After this, if oxygen still is not available, fermentation, already discussed, can convert pyruvate into lactic acid with a small gain in energy.

If oxygen is present, then aerobic respiration (Krebs cycle + oxidative phosphorylation), which is very efficient, provides energy. But it does require a regular supply of oxygen and is slower than glycolysis. So intense energy needs by muscles will first be supplied by phosphocreatine and then by glycolysis.

When muscles need ATP from aerobic respiration but the oxygen supply is short, then there is what is called an oxygen debt, which makes us breathe hard after an intense muscular effort.

Cardiac muscles

Heart muscles are striated like skeletal muscles, but are shorter and only have one nucleus per cell, although they still have many mitochondria. They are multi-branched and the branches are interconnected through intercalated discs. Gap junctions between fibers allow rapid transmission of action potentials for coordination of activity throughout the heart.
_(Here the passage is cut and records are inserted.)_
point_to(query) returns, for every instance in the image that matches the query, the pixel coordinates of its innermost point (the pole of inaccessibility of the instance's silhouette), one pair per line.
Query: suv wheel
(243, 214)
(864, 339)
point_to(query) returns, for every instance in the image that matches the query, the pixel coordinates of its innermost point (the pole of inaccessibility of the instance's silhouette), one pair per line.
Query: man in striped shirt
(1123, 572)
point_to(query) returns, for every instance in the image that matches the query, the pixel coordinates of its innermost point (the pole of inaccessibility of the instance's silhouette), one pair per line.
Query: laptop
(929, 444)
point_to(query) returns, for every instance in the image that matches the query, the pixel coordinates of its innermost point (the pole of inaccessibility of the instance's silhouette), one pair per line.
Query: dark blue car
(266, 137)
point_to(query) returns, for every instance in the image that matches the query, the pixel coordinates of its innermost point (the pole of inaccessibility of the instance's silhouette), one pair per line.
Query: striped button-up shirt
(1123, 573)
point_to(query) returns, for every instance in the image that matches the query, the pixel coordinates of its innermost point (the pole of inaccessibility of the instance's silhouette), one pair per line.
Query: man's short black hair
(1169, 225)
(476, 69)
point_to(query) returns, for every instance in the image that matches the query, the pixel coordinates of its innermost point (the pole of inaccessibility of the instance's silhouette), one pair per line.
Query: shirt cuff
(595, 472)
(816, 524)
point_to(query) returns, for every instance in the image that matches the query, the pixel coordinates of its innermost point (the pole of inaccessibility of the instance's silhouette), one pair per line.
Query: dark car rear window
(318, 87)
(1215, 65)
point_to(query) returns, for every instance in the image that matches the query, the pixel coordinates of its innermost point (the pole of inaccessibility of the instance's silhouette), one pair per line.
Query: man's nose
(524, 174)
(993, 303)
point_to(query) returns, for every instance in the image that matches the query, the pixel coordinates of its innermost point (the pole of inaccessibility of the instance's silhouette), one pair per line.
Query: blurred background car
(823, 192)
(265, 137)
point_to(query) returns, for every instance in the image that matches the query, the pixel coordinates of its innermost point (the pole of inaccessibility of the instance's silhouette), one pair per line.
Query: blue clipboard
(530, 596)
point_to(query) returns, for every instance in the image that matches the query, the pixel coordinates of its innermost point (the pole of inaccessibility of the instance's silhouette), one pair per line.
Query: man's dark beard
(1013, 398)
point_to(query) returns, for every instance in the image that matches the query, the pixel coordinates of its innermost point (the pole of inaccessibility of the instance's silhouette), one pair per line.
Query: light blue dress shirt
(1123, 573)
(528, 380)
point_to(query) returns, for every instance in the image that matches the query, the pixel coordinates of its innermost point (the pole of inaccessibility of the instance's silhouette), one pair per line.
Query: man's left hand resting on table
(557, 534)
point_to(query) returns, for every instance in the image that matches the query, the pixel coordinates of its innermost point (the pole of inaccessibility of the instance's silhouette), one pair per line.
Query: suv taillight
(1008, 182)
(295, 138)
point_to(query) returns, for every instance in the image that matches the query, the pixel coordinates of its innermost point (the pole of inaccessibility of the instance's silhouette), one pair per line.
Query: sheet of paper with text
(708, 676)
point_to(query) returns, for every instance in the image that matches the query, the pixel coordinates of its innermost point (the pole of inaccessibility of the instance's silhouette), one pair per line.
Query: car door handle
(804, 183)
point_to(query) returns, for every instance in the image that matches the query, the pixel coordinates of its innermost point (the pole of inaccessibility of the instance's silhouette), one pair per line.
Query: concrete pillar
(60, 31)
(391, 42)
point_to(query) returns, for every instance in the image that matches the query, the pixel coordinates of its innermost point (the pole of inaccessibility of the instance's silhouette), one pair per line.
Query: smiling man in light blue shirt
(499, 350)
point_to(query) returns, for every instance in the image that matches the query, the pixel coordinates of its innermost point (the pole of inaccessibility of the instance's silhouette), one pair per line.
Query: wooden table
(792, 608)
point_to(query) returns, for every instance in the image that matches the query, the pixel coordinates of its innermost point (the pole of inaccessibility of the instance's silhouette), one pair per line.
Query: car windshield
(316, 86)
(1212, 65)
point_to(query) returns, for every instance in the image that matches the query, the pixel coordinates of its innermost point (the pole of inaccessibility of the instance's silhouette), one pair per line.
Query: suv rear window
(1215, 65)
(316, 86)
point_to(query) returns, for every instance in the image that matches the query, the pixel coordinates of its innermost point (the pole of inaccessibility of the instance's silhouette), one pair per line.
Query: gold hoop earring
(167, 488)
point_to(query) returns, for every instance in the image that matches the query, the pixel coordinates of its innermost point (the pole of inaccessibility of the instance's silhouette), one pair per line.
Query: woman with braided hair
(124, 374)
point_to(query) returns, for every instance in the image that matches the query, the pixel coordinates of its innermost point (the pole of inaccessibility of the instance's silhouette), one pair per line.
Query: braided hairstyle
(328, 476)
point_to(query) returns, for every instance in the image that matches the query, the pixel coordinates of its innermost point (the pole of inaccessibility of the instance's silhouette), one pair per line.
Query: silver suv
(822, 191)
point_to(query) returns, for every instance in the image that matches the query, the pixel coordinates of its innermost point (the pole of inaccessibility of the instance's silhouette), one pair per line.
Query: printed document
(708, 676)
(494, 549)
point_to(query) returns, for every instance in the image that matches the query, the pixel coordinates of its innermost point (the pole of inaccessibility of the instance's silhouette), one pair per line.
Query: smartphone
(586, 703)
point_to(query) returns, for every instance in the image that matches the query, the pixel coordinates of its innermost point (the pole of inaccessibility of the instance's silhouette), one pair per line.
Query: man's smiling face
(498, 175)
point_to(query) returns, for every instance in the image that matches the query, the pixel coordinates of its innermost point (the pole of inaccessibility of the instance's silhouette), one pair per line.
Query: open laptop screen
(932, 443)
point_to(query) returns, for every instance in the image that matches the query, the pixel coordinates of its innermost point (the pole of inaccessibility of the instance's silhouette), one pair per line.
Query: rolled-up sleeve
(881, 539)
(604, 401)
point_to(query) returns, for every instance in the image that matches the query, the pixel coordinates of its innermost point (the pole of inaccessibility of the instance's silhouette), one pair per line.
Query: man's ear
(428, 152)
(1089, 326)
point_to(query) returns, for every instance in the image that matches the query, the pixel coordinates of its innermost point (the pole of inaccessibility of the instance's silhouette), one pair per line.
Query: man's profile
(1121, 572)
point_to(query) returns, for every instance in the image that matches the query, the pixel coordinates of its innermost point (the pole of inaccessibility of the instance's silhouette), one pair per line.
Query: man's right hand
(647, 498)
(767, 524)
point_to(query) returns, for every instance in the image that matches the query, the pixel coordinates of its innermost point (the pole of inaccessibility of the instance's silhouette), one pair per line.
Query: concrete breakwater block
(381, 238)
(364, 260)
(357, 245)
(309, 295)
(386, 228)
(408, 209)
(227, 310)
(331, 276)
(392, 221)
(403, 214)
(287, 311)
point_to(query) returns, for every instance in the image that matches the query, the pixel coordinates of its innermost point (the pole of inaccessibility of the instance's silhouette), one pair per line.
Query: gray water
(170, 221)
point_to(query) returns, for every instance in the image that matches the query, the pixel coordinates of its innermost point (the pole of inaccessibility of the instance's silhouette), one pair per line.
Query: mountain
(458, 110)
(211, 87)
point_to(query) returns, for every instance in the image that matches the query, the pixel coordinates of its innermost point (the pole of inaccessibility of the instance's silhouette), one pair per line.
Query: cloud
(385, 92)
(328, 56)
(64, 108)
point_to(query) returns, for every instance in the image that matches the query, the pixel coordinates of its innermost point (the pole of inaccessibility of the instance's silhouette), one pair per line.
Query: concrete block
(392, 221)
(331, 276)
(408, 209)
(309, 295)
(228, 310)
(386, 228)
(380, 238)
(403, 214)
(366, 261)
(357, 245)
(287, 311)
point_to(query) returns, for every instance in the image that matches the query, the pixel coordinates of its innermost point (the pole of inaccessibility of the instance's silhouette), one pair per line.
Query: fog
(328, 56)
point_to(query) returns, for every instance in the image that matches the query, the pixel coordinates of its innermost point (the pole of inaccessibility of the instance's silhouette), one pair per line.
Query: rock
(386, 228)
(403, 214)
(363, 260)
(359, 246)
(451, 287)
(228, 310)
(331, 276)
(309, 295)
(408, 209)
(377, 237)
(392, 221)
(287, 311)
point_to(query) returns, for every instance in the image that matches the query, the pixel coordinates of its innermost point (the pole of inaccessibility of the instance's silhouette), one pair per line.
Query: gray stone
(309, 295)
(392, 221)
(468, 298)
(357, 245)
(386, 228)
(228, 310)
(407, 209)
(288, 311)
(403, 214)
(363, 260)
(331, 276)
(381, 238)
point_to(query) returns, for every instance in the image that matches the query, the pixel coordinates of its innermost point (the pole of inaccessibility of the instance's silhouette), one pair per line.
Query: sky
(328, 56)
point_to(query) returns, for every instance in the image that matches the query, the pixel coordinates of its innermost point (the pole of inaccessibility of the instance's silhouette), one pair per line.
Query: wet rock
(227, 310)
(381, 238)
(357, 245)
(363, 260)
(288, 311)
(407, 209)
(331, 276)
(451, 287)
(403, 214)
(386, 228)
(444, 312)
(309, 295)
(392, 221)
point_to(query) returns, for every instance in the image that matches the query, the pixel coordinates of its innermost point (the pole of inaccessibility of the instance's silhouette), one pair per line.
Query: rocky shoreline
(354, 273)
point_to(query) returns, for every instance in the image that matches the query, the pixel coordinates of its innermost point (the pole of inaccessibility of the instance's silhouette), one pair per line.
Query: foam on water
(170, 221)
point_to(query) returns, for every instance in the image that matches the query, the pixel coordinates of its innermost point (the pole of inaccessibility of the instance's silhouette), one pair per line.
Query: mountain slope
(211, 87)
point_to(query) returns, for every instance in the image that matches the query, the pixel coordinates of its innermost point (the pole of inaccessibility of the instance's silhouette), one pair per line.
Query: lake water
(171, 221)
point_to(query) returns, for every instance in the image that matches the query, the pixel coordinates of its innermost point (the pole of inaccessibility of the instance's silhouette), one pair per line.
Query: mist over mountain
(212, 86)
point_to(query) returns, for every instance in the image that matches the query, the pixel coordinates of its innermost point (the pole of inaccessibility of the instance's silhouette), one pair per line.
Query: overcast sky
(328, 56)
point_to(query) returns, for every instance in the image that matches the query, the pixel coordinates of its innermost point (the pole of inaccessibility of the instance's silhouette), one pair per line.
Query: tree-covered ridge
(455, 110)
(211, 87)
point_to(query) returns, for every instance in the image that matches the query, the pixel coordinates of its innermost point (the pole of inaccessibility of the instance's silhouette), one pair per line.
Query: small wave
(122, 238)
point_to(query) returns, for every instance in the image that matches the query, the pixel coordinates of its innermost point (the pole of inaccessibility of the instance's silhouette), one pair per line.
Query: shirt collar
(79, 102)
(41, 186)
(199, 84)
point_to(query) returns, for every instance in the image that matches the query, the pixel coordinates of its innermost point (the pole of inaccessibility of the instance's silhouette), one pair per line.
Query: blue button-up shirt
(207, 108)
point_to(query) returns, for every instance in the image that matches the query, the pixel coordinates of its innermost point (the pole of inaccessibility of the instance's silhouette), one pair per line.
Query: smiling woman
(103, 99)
The heart has its own clock and is not controlled by the nervous system.

Muscle contraction occurs through a sliding- filament scheme similar to the one in skeletal muscles. But cardiac muscles are autorhythmic: Their contractions are controlled by pacemaker cells within the heart itself, although the ANS[ref]The autonomic nervous system, remember?[/ref] may signal the heart to speed up or slow down. The pacemaker cells cause a group of cells, called a functional syncytium, to auto-excite and create an action potential. This subject will be covered in the next chapter.

Smooth muscles

Smooth muscles are not striated and contain no sarcomeres. They occur in many organs and body structures, including the digestive, urinary, respiratory, circulatory and reproductive systems, so they are quite wide-spread. They are fusiform in shape – thick in the middle and tapered at the ends. Their action is involuntary, triggered by hormones, the ANS and local conditions.

They too contract through a system similar to the sliding-filament scheme of skeletal muscles, but with important differences. Smooth muscles possess no troponin-tropomyosin complex. In a process beginning with Ca++ ions binding to a protein called calmodulin, the myosin heads are activated by being phosphorylated. The heads crawl along the actin thin filament, which is attached at its ends to dense bodies, the smooth-muscle equivalent of Z discs. But this pulls on a network of intermediate filaments, which in turn contracts the whole fiber along its length, causing it to get shorter as it swells up in the middle.

So muscles can contract because of energy from oxidative respiratioin (mostly) which uses input from food which comes from … plants — by photosynthesis.